Together with the above discussed second-order elastic constants, there are also elastic constants related to higher-order elasticity [13,14,15,16]. In particular, there are six independent third-order elastic constants in the case of cubic-symmetry systems: $C_{111}=C_{222}=C_{333}$, $C_{144}=C_{255}=C_{366}$, $C_{112}=C_{223}=C_{133}=C_{113}=C_{122}=C_{233}$, $C_{155}=C_{244}=C_{344}=C_{166}=C_{266}=C_{355}$, $C_{123}$, $C_{456}$ and all other are zero (provided that the mutual orientation of the lattice and the coordination system is matching). Importantly, third-order elastic constants describe the changes of the second-order elastic constants due to the application of external stress or strain, including a hydrostatic pressure p.

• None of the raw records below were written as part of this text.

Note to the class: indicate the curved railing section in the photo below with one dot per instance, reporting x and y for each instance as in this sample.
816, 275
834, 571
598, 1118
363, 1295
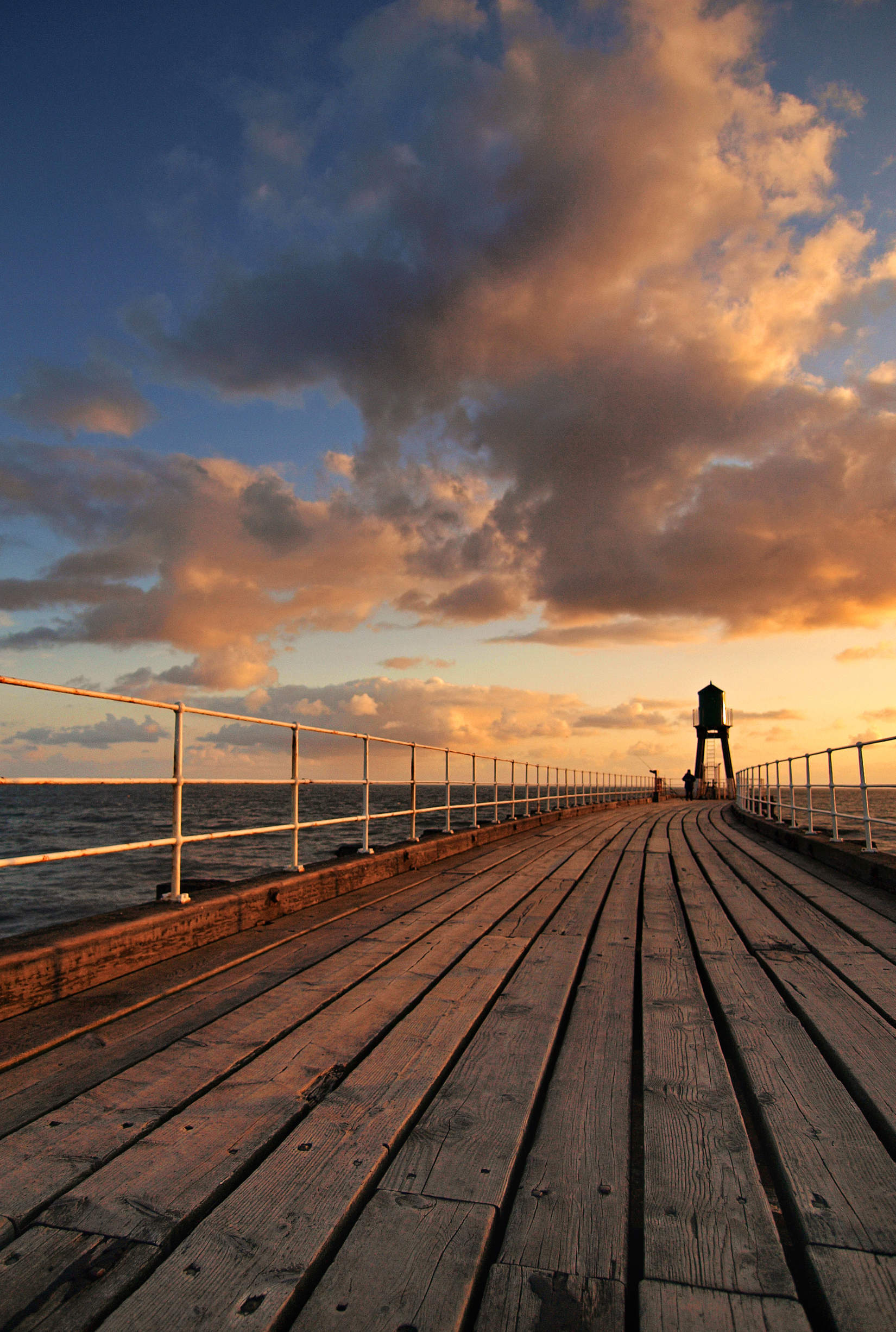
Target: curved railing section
532, 786
826, 791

In our study we show that the fundamental elastic anisotropy type, i.e., whether the elastically softest response is either along 〈001〉 or 〈111〉 directions and the corresponding Zener anisotropy ratio either higher or lower than 1, respectively, can be changed by application of moderate hydrostatic pressures. Importantly, the predicted reversal means that the mutual ratio of longitudinal sound velocities (which is faster or slower) in the [100] direction on one hand and in the [110] and [111] directions on the other, reverse as well [17]. Such a change has been reported mostly as a consequence of compositional changes so far, e.g., in Ref. [18], while we found that it caused by the hydrostatic pressure.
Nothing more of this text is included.